誰も他にやることがなかった――というより、この事件が解決しないことには、何も手につかないのだ。ナガセさんとロードン部長を拘束してしまっているので開発チームは仕事を再開することができないし、所長の立場であるギナゴザから完璧に睨まれてしまっていて、活動の存続すら危うい状況だ。施設から荷物ごと追い出されるようなことはまだないものの、呑気に出勤してみたところでモメるだけだろう。
そう考えると、采配を任される今の俺の立場はいかにも責任重大なふうに感じられてくる。今回、そこまでの取り決めこそしなかったものの、勝敗が銃器開発にまで影響を及ぼす可能性は高い。こちらが負ければドルバス氏は強制送還され、彼と結びつきのあったロードン部長の立場も悪くなってしまう。何か別の口実もくっつけられて更迭なんてことさえありえる。そうなればギナゴザはもっと聞き分けのいい人材を新たな部長に据えるだろう。兵器部のスタッフだって総入れ替えしてくるかもしれない。

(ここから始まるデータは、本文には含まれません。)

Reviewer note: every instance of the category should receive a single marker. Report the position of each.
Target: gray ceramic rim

計画そのものは一応姫様から女帝を通しているので握り潰すことはできないだろうが、足元から崩されると再調整は困難を極めるだろうし、ギナゴザがドルバス氏に味方していた俺達のことを許すはずがないので、他にも様々な妨害工作が予想される。そうこうしているうちに叩き台も完成しないまま春を迎えて時間切れ、企画自体が白紙へ――なんてことも考えられなくはない。
逆に、今までよく従順でもないだろうロードン部長を飼っていたな……と疑問に思う部分もあるが、そこはドルバス氏を追い出した大昔の段階である程度満足したのだろう。個々に分けられていた状態なら脅威とは見なしていなかった、ロードン部長単体なら従えられると考えていた――実際これまではその通りだった――つまり、彼らが揃っている状態がギナゴザは嫌なのである。もっと言えば、ドルバス・ロードンのラインから波及して、研究所から影響力を奪い取られるのが困るというわけだ。

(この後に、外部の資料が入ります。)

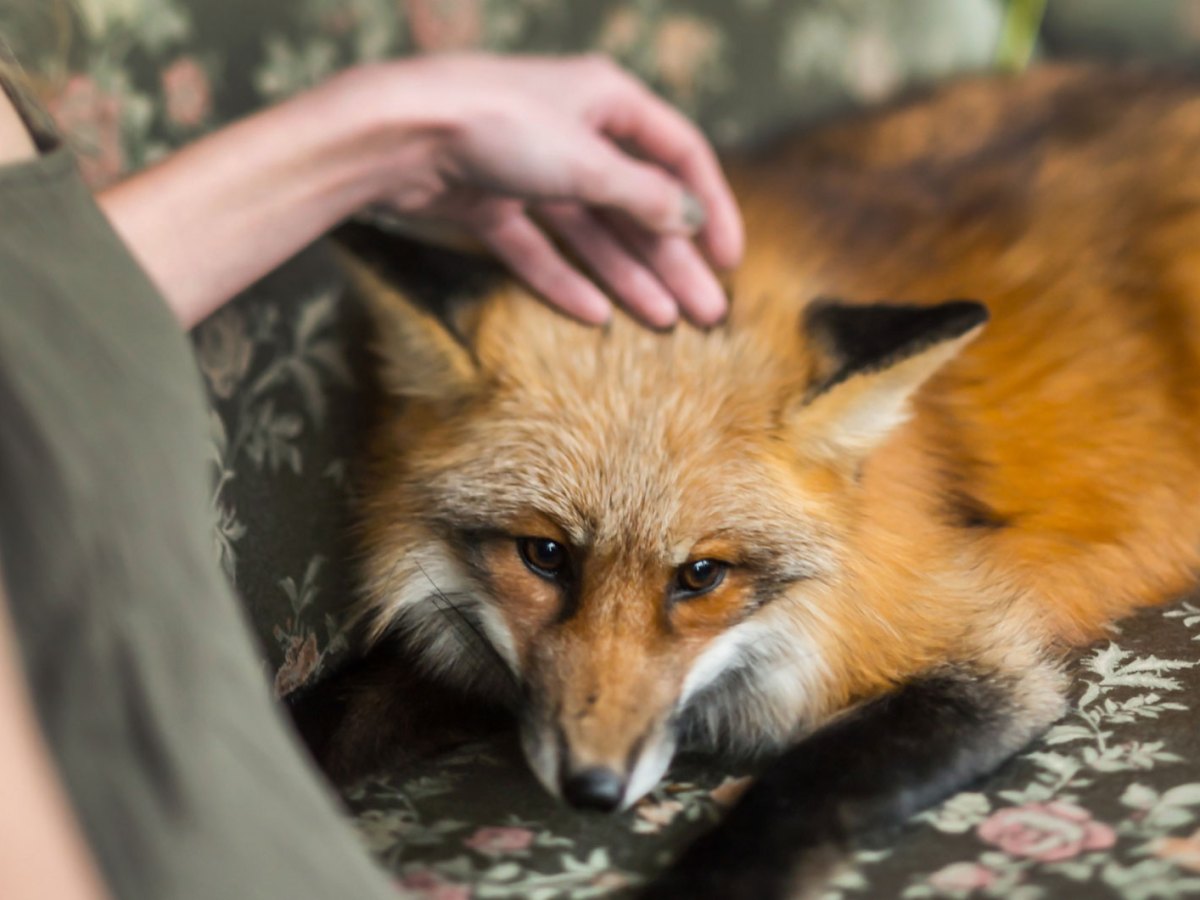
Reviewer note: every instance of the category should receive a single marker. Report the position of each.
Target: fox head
(634, 538)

一方、こちらが勝てばドルバス氏の滞在権居住権は皇帝陛下のお墨付きとなり、少なくとも存在していること自体が問題ということにはならなくなる。そこにいるのが問題ないドワーフと繋がりがあるから、という理由でロードン部長を今の仕事から降ろすのは論理的に破綻しているので難しくなるだろう。彼が兵器部の元締めをやってくれてさえいれば、こちらに好意的な体制が維持される。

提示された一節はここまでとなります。